I've missed a few months, it seems--so much has been happening at the garden and there's been no time. The corn was planted, grew tall, tassled out, grew ears, and the ears were prematurely eaten by squirrels and rats, as they are every year. I don't think corn is a good crop for the garden, as it takes up lots of space and nutrients, but rarely yields a harvest to us humans. The bees and the rodents may beg to differ though--the bees are still diligently collecting the pollen.
Bee camp came and went, two weeks of a garden drifting with smoke and sticky children draped in veils. The hives survived the daily poking and prodding, and the last group set up an observation hive with glass walls for viewing the inner activity. The frames of honey put up in this spring's good flow are almost gone now--we may have to start feeding that hive soon, or add it to our queenless colony.
The other camps have been running smoothly, with the help of a diverse team of interns, who come to us from as far as Bhutan and as close as a couple blocks away. This is my fourth, and final, summer at the garden. I will be moving to a new garden in my own neighborhood, doing very similar things. Except, no chickens, no beehives, no pond, no stream. Just the bones of a garden, planted 3 weeks ago, on the corner of a busy sidestreet across from the corner store.

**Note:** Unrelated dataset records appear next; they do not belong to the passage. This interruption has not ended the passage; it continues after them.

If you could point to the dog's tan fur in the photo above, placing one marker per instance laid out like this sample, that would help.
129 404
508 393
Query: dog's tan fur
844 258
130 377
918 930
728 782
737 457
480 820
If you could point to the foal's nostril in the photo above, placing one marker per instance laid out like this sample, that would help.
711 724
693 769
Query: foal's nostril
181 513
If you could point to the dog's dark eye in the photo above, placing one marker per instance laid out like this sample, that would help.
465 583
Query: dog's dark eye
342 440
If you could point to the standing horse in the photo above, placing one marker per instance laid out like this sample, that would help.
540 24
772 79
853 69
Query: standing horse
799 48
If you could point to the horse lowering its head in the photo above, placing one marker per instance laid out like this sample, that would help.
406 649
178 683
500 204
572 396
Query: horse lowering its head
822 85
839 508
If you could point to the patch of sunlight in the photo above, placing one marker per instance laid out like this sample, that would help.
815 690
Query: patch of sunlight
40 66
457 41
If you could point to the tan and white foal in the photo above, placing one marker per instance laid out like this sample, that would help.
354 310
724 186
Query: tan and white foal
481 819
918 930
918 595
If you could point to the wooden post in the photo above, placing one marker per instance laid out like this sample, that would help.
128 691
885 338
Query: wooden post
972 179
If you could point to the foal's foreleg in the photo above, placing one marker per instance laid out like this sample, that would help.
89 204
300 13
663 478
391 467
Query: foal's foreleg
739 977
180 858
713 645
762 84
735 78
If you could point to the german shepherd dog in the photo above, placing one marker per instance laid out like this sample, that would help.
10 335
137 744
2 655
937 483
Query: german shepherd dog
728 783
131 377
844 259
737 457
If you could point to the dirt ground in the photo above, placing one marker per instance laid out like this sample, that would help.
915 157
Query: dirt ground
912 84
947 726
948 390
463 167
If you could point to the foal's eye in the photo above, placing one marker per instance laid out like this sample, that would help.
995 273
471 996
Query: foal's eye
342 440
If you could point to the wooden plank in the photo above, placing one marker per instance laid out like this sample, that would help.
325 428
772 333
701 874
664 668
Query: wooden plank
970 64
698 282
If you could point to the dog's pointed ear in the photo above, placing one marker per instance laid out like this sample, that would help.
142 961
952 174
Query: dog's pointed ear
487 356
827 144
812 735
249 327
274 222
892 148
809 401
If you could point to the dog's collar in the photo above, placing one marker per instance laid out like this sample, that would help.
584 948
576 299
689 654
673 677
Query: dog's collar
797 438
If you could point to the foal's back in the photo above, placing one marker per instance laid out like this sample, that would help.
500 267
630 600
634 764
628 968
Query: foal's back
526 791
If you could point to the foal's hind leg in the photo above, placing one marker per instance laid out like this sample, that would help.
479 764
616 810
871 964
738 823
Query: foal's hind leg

I've been working at the new garden in Edgewood in the evenings after full days at Oakhurst. Mainly I've been spreading woodchips there, with a dependable team of 3 young boys who magically appear every time I'm about to give up on the never-ending chip pile. This corner was a patch of rubble left over from a tear down a couple years ago, but already there is a black swallowtail caterpillar on the one parsley plant, and little brown and orange butterflies and a variety of bees (even some honeybees! From whose hives?) visiting the echinacae, butterfly bush, and black-eyed susans so recently planted. What else will come with this garden? It is in a neighborhood on the cusp of gentrification, what some of my older neighbors who've lived here for generations ambivalently call "the change." Being in this new place reminds me that gardens can be so much more than they seem.